Planck’s constant = 6.6 \(\times 10^{-34}\) J s; speed of light = 3 \(\times 10^8\) m s\(^{-1}\)
Show Hint
Using the ratio \(\frac{KE_{\text{total}}}{P} = 1 - \frac{\lambda}{\lambda_0}\) bypasses all tedious calculations involving Planck's constant and the speed of light.
This shortcut is extremely powerful and saves invaluable time during exams!
Step 1: Understanding the Question:
This is a problem based on the photoelectric effect. We are given the threshold wavelength (\(\lambda_0 = 500\text{ nm}\)) and the incident light wavelength (\(\lambda = 300\text{ nm}\)). We need to calculate the total kinetic energy of all photoelectrons ejected per second when the metal is illuminated by a 100 Watt source. Step 2: Key Formula or Approach:
1. The energy of a single incident photon is:
\[ E = \frac{hc}{\lambda} \]
2. The threshold energy (work function, \(W_0\)) of the metal is:
\[ W_0 = \frac{hc}{\lambda_0} \]
3. The kinetic energy of a single ejected photoelectron is:
\[ KE_{\text{single}} = E - W_0 = hc \left( \frac{1}{\lambda} - \frac{1}{\lambda_0} \right) \]
4. The power of the bulb is \(P = 100\text{ W} = 100\text{ J/s}\). This is the total incident energy per second.

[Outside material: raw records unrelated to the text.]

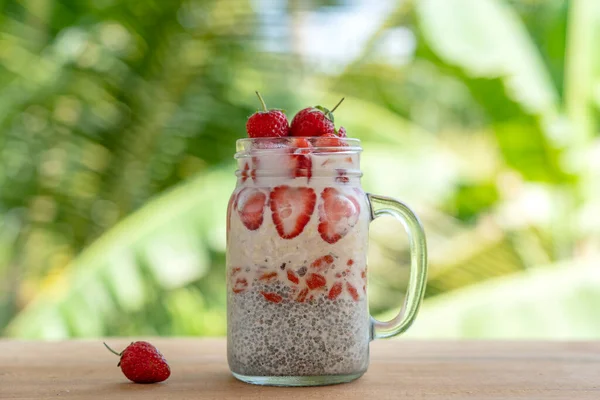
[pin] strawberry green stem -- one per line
(262, 101)
(337, 105)
(111, 350)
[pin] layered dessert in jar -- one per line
(296, 250)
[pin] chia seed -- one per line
(290, 338)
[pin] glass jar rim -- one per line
(312, 144)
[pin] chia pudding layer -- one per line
(320, 337)
(296, 266)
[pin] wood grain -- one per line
(399, 370)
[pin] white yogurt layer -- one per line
(257, 256)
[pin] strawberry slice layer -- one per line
(291, 209)
(338, 213)
(250, 204)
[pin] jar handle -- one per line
(380, 206)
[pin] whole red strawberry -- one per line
(141, 362)
(267, 123)
(313, 121)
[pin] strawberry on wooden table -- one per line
(141, 362)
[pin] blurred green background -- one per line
(118, 121)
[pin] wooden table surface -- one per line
(399, 370)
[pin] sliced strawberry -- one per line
(352, 290)
(268, 276)
(335, 291)
(322, 262)
(250, 206)
(272, 297)
(291, 209)
(240, 285)
(302, 295)
(315, 281)
(338, 213)
(292, 277)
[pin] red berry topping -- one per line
(313, 121)
(272, 297)
(338, 213)
(291, 209)
(315, 281)
(141, 362)
(335, 291)
(267, 123)
(250, 206)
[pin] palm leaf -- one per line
(148, 274)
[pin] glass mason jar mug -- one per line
(297, 236)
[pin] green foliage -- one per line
(118, 123)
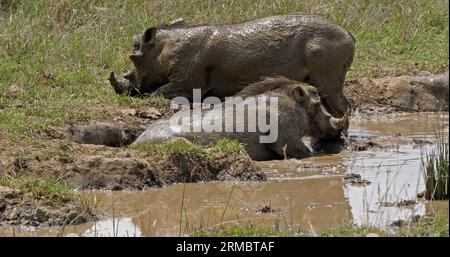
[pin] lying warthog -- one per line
(299, 113)
(222, 60)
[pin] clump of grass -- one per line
(180, 146)
(44, 189)
(436, 225)
(177, 146)
(225, 146)
(435, 171)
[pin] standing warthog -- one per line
(222, 60)
(300, 113)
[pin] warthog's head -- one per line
(149, 73)
(321, 123)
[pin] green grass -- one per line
(181, 146)
(60, 53)
(429, 226)
(435, 171)
(44, 189)
(225, 146)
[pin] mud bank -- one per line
(127, 169)
(20, 208)
(399, 94)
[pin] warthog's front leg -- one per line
(295, 148)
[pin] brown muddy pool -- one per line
(308, 194)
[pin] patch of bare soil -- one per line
(19, 208)
(404, 93)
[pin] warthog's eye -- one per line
(136, 46)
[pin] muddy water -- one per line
(308, 194)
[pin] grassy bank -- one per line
(58, 54)
(429, 226)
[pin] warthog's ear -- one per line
(149, 36)
(299, 94)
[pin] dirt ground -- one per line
(19, 208)
(428, 93)
(89, 166)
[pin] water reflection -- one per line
(308, 194)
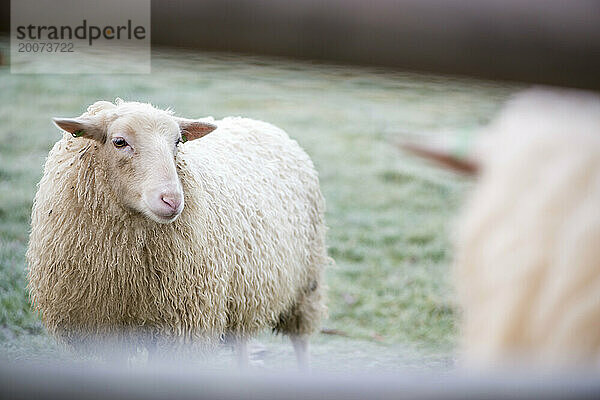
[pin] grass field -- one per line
(390, 215)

5. The number of photons falling on the metal per second is:
\[ N = \frac{P}{E} \]
6. Assuming every photon with \(E > W_0\) ejects one photoelectron, the total kinetic energy of all photoelectrons ejected per second is:
\[ KE_{\text{total}} = N \times KE_{\text{single}} = \frac{P}{E} \times (E - W_0) = P \left( 1 - \frac{W_0}{E} \right) \] Step 3: Detailed Explanation:
Let's simplify the ratio of work function to photon energy:
\[ \frac{W_0}{E} = \frac{\frac{hc}{\lambda_0}}{\frac{hc}{\lambda}} = \frac{\lambda}{\lambda_0} \]
Substitute the given wavelengths into this ratio:
\[ \frac{W_0}{E} = \frac{300\text{ nm}}{500\text{ nm}} = 0.6 \]
Now, substitute this ratio into our formula for total kinetic energy per second:
\[ KE_{\text{total}} = P \left( 1 - \frac{\lambda}{\lambda_0} \right) \]
Given the power \(P = 100\text{ W}\):
\[ KE_{\text{total}} = 100\text{ J/s} \times (1 - 0.6) \]
\[ KE_{\text{total}} = 100 \times 0.4 = 40\text{ J/s} \]
Thus, the total kinetic energy of all photoelectrons ejected in one second is 40 Joules. Step 4: Final Answer:
The total kinetic energy of the ejected photoelectrons per second is 40 J, which corresponds to option (A).